France | France, Cour administrative d'appel de BORDEAUX, 2ème chambre, 03 octobre 2024, 24BX00088


Vu la procédure suivante :



Procédure contentieuse antérieure :



M. D... C... a demandé au tribunal administratif de la Guadeloupe d'annuler l'arrêté du 11 janvier 2023 par lequel le préfet de la Guadeloupe lui a fait obligation de quitter le territoire français dans un délai de trente jours et a fixé le pays de renvoi, et d'enjoindre au préfet de réexaminer sa situation.



Par un jugement n° 2300116 du 21 décembre 2023, le tribunal a rejeté sa demande.

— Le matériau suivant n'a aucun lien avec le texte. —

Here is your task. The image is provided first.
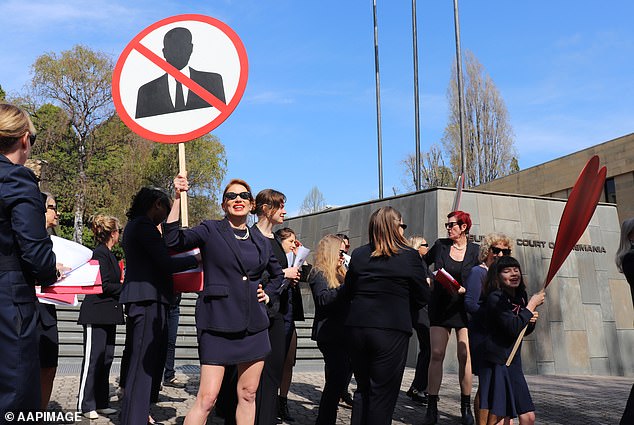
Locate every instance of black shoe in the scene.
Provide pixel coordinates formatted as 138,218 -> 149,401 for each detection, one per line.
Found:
422,395 -> 438,425
339,391 -> 352,407
460,395 -> 475,425
405,387 -> 427,404
277,397 -> 295,422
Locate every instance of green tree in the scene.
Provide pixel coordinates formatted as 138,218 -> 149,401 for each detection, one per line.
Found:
31,45 -> 113,243
299,186 -> 326,214
442,51 -> 517,187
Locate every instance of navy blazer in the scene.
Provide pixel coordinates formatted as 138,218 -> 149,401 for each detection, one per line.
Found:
119,216 -> 198,304
483,289 -> 535,364
165,219 -> 284,333
77,244 -> 124,325
344,244 -> 430,334
308,269 -> 347,343
0,155 -> 57,304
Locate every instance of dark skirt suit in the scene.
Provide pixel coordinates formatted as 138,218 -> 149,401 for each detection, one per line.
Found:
165,219 -> 283,366
0,155 -> 56,415
479,289 -> 535,418
119,216 -> 198,425
77,244 -> 124,412
343,244 -> 429,424
423,238 -> 480,329
308,271 -> 350,425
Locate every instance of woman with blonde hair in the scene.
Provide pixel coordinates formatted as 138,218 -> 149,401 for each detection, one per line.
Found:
344,207 -> 429,425
308,235 -> 350,425
77,214 -> 124,419
0,104 -> 60,412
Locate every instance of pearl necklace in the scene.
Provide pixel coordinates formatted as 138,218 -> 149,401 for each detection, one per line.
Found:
233,227 -> 249,241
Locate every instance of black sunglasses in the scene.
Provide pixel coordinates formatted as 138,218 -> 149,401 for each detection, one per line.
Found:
225,192 -> 251,201
491,246 -> 511,255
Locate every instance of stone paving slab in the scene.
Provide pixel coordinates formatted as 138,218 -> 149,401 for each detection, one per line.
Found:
39,366 -> 634,425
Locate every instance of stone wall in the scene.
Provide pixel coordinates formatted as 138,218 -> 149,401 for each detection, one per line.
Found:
285,189 -> 634,376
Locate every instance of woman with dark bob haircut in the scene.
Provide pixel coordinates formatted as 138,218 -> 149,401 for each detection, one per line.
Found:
479,256 -> 544,425
119,187 -> 198,425
165,175 -> 284,425
344,207 -> 429,425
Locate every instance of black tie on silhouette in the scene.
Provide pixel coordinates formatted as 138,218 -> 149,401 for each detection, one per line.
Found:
174,81 -> 185,111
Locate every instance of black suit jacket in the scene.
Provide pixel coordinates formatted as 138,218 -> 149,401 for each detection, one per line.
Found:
77,244 -> 123,325
119,216 -> 198,304
308,270 -> 347,343
0,155 -> 57,300
344,244 -> 429,334
165,219 -> 284,333
136,68 -> 227,118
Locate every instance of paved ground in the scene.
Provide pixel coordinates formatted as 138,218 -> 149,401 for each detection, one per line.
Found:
39,365 -> 634,425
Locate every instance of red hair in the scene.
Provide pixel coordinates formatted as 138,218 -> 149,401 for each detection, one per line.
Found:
447,211 -> 471,233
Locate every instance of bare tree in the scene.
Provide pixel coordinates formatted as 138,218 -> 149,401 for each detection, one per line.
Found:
402,144 -> 454,190
32,46 -> 114,243
299,186 -> 326,214
443,51 -> 517,187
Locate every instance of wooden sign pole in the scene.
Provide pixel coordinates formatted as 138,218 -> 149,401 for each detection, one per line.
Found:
178,143 -> 189,227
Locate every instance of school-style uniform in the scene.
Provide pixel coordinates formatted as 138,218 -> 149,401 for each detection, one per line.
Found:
308,269 -> 351,425
479,289 -> 535,418
77,244 -> 124,412
165,219 -> 284,365
343,244 -> 429,425
0,155 -> 57,412
119,216 -> 198,425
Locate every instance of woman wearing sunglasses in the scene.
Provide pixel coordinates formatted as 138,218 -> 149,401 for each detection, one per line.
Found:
464,233 -> 513,422
423,211 -> 480,425
343,207 -> 429,425
165,175 -> 284,425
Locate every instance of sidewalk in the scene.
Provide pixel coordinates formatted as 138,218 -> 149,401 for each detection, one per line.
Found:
44,365 -> 634,425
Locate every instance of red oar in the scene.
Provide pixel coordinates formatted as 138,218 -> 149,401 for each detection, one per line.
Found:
506,155 -> 607,366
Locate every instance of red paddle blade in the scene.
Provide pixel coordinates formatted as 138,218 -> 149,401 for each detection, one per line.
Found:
544,155 -> 607,288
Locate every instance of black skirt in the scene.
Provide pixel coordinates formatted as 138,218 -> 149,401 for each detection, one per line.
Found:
198,329 -> 271,366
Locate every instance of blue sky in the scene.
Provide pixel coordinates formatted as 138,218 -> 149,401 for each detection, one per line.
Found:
0,0 -> 634,214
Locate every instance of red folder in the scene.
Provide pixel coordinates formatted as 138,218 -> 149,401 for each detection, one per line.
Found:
434,268 -> 460,293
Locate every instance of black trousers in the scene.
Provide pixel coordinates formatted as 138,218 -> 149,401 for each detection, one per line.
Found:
412,325 -> 431,391
315,340 -> 350,425
0,282 -> 42,414
77,325 -> 117,412
119,302 -> 167,425
346,327 -> 409,425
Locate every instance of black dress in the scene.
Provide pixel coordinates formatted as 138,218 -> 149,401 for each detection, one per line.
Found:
198,229 -> 271,365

Procédure devant la cour :



Par une requête enregistrée le 13 janvier 2024 et un mémoire enregistré le 30 avril 2024, M. C..., représenté par la...

Vu la procédure suivante :

Procédure contentieuse antérieure :

M. D... C... a demandé au tribunal administratif de la Guadeloupe d'annuler l'arrêté du 11 janvier 2023 par lequel le préfet de la Guadeloupe lui a fait obligation de quitter le territoire français dans un délai de trente jours et a fixé le pays de renvoi, et d'enjoindre au préfet de réexaminer sa situation.

Par un jugement n° 2300116 du 21 décembre 2023, le tribunal a rejeté sa demande.

Procédure devant la cour :

Par une requête enregistrée le 13 janvier 2024 et un mémoire enregistré le 30 avril 2024, M. C..., représenté par la SELARL Jurinat, demande à la cour, dans le dernier état de ses écritures :

1°) d'annuler ce jugement ;

2°) d'annuler l'arrêté du préfet de la Guadeloupe du 11 janvier 2023 ;

3°) d'enjoindre au préfet de la Guadeloupe de lui délivrer un titre de séjour portant la mention " vie privée et familiale " dans un délai d'un mois à compter de la notification de l'arrêt à intervenir, sous astreinte de 150 euros par jour de retard ;

4°) de mettre à la charge de l'Etat une somme de 3 000 euros au titre de

l'article L. 761-1 du code de justice administrative.

Il soutient que :

- l'obligation de quitter le territoire français est insuffisamment motivée en fait, ce qui démontre que sa situation n'a pas fait l'objet d'un examen suffisant ;

- dès lors qu'il contribue à l'entretien et à l'éducation de son fils de nationalité française, il a droit à un titre de séjour sur le fondement des dispositions de l'article L. 423-7 du code de l'entrée et du séjour des étrangers et du droit d'asile ;

- contrairement à ce qu'a jugé le tribunal, il justifie de sa présence sur le territoire français depuis plus de neuf ans, et il apporte la preuve de son implication dans l'entretien et l'éducation de son fils de nationalité française, sur lequel il détient l'autorité parentale conjointe ; en outre, il manifeste une réelle volonté d'insertion et d'intégration dans la société française ; ainsi, l'obligation de quitter le territoire français porte à son droit au respect de sa vie privée et familiale une atteinte contraire aux stipulations de l'article 8 de la convention européenne de sauvegarde des droits de l'homme et des libertés fondamentales et aux dispositions du 7° de l'article L. 313-11 du code de l'entrée et du séjour des étrangers et du droit d'asile, et est entachée d'erreur manifeste d'appréciation ;

- eu égard à la situation en Haïti, il serait en grande difficulté dans ce pays pour revoir son enfant et en avoir des nouvelles ; ainsi, l'arrêté méconnaît les stipulations de l'article 8 de la convention européenne de sauvegarde des droits de l'homme et des libertés fondamentales et de l'article 3-1 de la convention internationale relative aux droits de l'enfant ;

- eu égard à la situation devant laquelle les organisations internationales sont en alerte, sa vie serait en danger en Haïti.

Par ordonnance du 7 mai 2024, la clôture d'instruction a été fixée au 7 juin 2024.

Un mémoire en défense présenté par le préfet de la Guadeloupe a été enregistré le 27 juin 2024.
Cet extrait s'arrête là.